# Help with the Trigonometry Equation please!

• Feb 21st 2013, 08:09 AM
Danthemaths
Help with the Trigonometry Equation please!
Hi guys,
I am stressing myself out coz i dont know how to do this question.

Question being:
2cos(x-30)=1
0o≤X≤360o

I think you start by dividing both sides by 2 to get: cos(x-30)=1/2, but dont know what you do from here!

Dan

ps. could you please explain the working so I can understand it a bit better?

Thanks
• Feb 21st 2013, 08:22 AM
emakarov
Re: Help with the Trigonometry Equation please!
Look at the graph of cos(x) (note that it's not cos(x - 30)). For which values of x is it the case that cos(x) = 1/2? For each y is such that cos(y) = 1/2, we need to find x such that x - 30 = y. Find all such x's and then select those that are between 0 and 360.
• Feb 21st 2013, 08:26 AM
MINOANMAN
Re: Help with the Trigonometry Equation please!
Danthemaths

divide first by 2 to obtain cos(x-30)=1/2
which angle has cos =1/2 of course 60 therefore cos(X-30)=cos60
and of course the answer is x-30=60 which gives you x=90...study more the trigonometric equations...Tere are some other solutions negative but since you are restricted to 0....360 you cannot consider them.
• Feb 21st 2013, 08:35 AM
emakarov
Re: Help with the Trigonometry Equation please!
Quote:

Originally Posted by MINOANMAN
the answer is x-30=60 which gives you x=90... Tere are some other solutions negative but since you are restricted to 0....360 you cannot consider them.

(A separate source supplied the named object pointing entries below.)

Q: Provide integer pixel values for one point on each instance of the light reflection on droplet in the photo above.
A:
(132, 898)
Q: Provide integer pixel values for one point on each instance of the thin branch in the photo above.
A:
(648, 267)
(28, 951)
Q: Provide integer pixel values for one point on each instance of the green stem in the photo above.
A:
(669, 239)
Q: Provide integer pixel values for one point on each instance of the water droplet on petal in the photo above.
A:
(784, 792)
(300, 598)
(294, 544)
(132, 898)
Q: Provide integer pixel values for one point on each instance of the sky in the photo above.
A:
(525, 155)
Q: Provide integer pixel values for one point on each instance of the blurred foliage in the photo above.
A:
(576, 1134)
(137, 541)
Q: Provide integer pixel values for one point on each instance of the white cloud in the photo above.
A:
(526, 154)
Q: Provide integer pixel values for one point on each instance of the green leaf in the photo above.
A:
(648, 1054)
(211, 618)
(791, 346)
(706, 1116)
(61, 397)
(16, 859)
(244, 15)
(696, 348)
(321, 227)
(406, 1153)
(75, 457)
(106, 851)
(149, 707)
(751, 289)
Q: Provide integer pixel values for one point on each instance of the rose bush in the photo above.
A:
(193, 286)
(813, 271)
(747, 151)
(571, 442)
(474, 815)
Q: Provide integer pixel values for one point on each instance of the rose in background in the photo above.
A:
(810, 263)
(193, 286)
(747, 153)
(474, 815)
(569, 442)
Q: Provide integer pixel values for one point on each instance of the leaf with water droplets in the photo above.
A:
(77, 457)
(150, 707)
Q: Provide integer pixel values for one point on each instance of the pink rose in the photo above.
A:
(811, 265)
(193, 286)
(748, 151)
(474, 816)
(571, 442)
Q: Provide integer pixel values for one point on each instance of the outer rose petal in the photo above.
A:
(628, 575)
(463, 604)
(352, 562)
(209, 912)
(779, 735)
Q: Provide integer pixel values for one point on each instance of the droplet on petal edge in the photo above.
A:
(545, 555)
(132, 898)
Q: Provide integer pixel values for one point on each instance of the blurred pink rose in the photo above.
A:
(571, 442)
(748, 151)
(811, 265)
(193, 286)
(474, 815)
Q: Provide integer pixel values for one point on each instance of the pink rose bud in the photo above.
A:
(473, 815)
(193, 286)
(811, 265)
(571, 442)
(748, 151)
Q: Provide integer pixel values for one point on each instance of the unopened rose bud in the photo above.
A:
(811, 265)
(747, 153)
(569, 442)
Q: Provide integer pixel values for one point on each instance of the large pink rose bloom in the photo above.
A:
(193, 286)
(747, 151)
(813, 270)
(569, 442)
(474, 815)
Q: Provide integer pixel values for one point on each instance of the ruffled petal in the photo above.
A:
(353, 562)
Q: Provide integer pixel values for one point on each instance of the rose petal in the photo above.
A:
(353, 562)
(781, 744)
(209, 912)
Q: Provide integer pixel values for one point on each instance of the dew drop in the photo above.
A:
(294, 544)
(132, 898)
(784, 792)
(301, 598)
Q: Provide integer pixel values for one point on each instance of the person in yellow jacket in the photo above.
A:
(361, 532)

There is another solution between 0 and 360.
• Feb 21st 2013, 08:43 AM
Danthemaths
Re: Help with the Trigonometry Equation please!
Quote:

There is another solution between 0 and 360.
Thank you Minoanman!
and ema, is the other solution 360-90? which will give 570?

x=90
x=360-90=570

Is this correct?
• Feb 21st 2013, 08:55 AM
emakarov
Re: Help with the Trigonometry Equation please!
Quote:

Originally Posted by Danthemaths
is the other solution 360-90? which will give 570?

x=90
x=360-90=570

No, I suggest you follow the algorithm in post #2. And how do you get 570 from 360 - 90?
• Feb 21st 2013, 09:21 AM
Danthemaths
Re: Help with the Trigonometry Equation please!
haha lol typo!

I meant 270 :P
• Feb 21st 2013, 09:46 AM
emakarov
Re: Help with the Trigonometry Equation please!
Quote:

Originally Posted by Danthemaths
I meant 270 :P

This is still not a solution of the original equation. You can check that 2cos(270 - 30) ≠ 1.
• Feb 21st 2013, 09:56 AM
Danthemaths
Re: Help with the Trigonometry Equation please!
i still dont understand how u get second answer...?
• Feb 21st 2013, 09:59 AM
emakarov
Re: Help with the Trigonometry Equation please!
Quote:

Originally Posted by Danthemaths
i still dont understand how u get second answer...?

And I still don't understand what prevents you from following the steps in post #2. What exactly don't you understand about them?
• Feb 21st 2013, 10:11 AM
Danthemaths
Re: Help with the Trigonometry Equation please!
ahh think this is right.

x=330?

If so, thanks alot guys :)
• Feb 21st 2013, 10:14 AM
emakarov
Re: Help with the Trigonometry Equation please!
Quote:

Originally Posted by Danthemaths
x=330?

Yes. We have cos(300) = cos(360 - 60) = cos(-60) = cos(60) = 1/2, so x - 30 = 300 implies that x = 330 is a solution.
• Feb 21st 2013, 10:15 AM
Danthemaths
Re: Help with the Trigonometry Equation please!
thanks for helping me xD
• Feb 21st 2013, 10:25 AM
Danthemaths
Re: Help with the Trigonometry Equation please!
Quote:

Look at the graph of cos(x) (note that it's not cos(x - 30)). For which values of x is it the case that cos(x) = 1/2? For each y is such that cos(y) = 1/2, we need to find x such that x - 30 = y. Find all such x's and then select those that are between 0 and 360.
Also, on this website you used for the graph, it a pretty neat site. How did you get the x axis to appear as degrees instead of the default {0,1,2,3,4..}?